The United States has filed a complaint with the World Trade Organization, or W-T-O, over China's use of subsidies that appear to be prohibited by W-T-O rules. The U.S. believes the subsidies give an unfair competitive advantage to Chinese products both when exported and when they compete against imports in China.

U.S. Trade Representative Susan Schwab said that the consultations seek to end a practice that unfairly impairs the ability of U.S. companies to compete in China. She said the action demonstrates the U.S. intention to hold China to the commitments it made when it joined the W-T-O. The U.S. action is also intended to encourage China’s continued economic reforms, including its efforts to move away from export-centric industrial policies and toward more balanced, consumption-led growth.

China has taken significant steps to open its market and reform its trade practices since becoming a member of the W-T-O in 2001. Both China and the United States have benefited from a stronger trade relationship.

Thomas Christensen is U.S. Deputy Assistant Secretary of State for East Asian and Pacific Affairs. In a written statement presented to the U.S.-China Economic and Security Review Commission, he said that "China's engagement with the global economy has raised tens of millions of its citizens out of abject poverty, has opened China's economy to quality U.S. products and services, has helped educate and inspire a generation of Chinese entrepreneurs, engineers, and officials, and has contributed to keeping inflation low in the U.S. by lowering prices on a wide range of consumer goods and inputs to U.S. production."

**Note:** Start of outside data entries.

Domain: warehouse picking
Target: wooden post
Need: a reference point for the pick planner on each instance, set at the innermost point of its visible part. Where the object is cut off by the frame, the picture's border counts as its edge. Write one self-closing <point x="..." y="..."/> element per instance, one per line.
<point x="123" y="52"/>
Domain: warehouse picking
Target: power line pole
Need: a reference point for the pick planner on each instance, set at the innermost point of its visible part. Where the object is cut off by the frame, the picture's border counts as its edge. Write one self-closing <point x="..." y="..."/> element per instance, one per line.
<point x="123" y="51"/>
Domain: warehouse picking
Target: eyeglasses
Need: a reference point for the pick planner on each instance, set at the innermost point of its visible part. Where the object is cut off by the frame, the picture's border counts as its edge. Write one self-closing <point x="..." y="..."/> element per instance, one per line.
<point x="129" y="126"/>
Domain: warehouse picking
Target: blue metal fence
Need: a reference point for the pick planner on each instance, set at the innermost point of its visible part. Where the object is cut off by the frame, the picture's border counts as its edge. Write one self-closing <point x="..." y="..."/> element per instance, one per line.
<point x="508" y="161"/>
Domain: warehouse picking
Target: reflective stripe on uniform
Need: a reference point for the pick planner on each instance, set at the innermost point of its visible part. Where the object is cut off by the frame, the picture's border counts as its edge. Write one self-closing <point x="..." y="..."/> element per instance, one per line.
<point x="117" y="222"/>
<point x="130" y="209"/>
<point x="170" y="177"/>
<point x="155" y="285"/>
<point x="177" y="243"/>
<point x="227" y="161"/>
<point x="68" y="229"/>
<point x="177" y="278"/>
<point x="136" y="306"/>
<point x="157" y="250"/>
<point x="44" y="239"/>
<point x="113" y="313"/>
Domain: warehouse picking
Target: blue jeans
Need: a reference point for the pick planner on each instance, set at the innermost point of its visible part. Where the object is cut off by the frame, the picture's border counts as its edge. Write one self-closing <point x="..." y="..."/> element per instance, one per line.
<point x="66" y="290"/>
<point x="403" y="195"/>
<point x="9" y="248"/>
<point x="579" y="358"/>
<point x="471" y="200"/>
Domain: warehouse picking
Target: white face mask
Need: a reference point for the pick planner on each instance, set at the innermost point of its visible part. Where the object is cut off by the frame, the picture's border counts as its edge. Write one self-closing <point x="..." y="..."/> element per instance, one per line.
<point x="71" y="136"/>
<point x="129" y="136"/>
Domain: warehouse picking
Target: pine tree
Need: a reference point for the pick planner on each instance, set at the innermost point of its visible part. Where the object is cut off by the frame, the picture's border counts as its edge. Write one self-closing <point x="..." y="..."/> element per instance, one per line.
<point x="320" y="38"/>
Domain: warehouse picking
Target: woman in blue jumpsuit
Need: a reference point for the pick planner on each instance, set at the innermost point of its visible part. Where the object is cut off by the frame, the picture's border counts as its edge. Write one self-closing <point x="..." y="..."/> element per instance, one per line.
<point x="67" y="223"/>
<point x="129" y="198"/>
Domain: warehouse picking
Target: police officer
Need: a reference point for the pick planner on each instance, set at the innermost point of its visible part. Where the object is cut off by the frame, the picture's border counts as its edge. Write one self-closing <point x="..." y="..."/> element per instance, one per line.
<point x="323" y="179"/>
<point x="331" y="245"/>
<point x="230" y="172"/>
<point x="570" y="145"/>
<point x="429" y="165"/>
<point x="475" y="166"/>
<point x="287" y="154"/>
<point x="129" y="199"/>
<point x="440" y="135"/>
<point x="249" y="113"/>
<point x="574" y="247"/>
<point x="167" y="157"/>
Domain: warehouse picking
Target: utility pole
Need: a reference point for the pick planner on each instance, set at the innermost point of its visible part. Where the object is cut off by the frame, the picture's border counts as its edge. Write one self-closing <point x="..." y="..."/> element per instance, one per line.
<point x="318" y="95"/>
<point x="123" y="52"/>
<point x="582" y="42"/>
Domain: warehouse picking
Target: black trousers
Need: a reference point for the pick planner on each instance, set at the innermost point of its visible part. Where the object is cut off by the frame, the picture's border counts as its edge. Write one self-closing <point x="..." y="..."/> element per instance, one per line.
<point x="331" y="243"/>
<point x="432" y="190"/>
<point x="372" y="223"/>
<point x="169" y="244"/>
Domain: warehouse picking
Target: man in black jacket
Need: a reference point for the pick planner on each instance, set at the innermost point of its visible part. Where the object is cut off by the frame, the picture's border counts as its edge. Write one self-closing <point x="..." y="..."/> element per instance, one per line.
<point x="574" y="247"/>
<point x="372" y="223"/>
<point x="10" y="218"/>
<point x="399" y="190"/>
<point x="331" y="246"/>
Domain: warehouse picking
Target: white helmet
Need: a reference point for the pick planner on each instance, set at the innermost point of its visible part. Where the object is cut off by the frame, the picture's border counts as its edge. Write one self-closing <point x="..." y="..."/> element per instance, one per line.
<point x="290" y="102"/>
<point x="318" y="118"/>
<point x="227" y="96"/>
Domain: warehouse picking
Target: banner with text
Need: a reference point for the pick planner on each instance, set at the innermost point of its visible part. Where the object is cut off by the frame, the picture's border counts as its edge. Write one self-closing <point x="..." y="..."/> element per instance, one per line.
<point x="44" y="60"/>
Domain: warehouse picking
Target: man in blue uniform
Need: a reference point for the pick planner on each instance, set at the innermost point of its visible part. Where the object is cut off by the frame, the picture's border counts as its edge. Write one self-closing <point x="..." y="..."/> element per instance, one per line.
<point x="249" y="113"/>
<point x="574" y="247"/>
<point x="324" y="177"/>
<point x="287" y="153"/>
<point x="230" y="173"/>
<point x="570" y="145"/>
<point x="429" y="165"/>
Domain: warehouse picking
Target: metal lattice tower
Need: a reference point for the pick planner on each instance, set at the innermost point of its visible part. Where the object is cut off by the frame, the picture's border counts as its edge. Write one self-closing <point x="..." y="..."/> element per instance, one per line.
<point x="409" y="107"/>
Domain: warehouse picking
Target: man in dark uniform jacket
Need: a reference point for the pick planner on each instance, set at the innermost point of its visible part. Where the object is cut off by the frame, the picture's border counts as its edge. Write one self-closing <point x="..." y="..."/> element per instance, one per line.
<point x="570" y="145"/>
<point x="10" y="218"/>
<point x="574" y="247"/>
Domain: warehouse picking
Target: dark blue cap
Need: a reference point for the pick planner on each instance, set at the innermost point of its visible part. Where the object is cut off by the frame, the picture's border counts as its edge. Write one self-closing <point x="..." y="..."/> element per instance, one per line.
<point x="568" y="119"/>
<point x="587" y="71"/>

As mature trade partners, China and the United States confer with each other on their differences. The U.S. will continue to seek cooperative and pragmatic resolutions of its concerns through dialogue with China. But when differences cannot be resolved through dialogue, the United States will turn to dispute-settlement mechanisms.

This period of consultations at the W-T-O gives China the opportunity to eliminate its subsidies without having the issue move to the next stage of dispute settlement. Ending the subsidies would benefit not only Chinese consumers and U.S. companies and workers, but also the global trading system.

The preceding was an editorial reflecting the views of the United States Government.